Many Dakar residents worry that the student could have spread the highly contagious virus in the three weeks since he was last reported in Guinea.
In Nigeria, where an infected traveller collapsed after arriving the Lagos airport, there have so far been 19 suspected, probable and confirmed cases and seven deaths.
"To avoid a situation like Nigeria, they need to be able to follow hundreds of contacts," said epidemiologist Jorge Castilla-Echenique of the European Commission's Humanitarian Aid and Civil Protection Department in Dakar. "Whatever they do, there will probably be a second set of sick people as this guy has been here for some time."
Senegal has closed its land border with Guinea and halted flights to Guinea, Sierra Leone and Liberia, defying advice from the World Health Organization (WHO) that there is no need for travel restrictions.
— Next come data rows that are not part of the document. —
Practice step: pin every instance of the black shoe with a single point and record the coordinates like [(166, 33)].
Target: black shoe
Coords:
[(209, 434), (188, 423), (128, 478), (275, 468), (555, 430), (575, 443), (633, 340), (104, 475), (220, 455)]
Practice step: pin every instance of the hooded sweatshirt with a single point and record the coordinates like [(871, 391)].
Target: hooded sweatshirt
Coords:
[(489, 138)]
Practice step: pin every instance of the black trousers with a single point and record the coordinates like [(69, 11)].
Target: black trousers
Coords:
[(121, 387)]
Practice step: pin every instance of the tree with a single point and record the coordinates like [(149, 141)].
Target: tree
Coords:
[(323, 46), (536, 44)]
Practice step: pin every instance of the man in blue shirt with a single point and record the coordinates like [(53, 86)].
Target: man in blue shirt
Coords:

A note from the WHO and the International Civil Aviation Organization sent to health ministries on Aug. 29 said: "Lives are being unnecessarily lost because health care workers cannot travel to the affected countries, and delivery of life saving equipment and supplies is being delayed."
The World Food Programme said it needs to raise $70 million to feed 1.3 million people at risk from shortages in the Ebola-quarantined areas in West Africa, with the agency's resources already stretched by several major humanitarian crises.
Democratic Republic of
Congo declared an Ebola outbreak in its northern Equateur province last week that has killed at least 13 people. But the outbreak, which occurred near the Ebola River region where the virus was first detected in 1976, appears to be unrelated to the West Africa outbreak.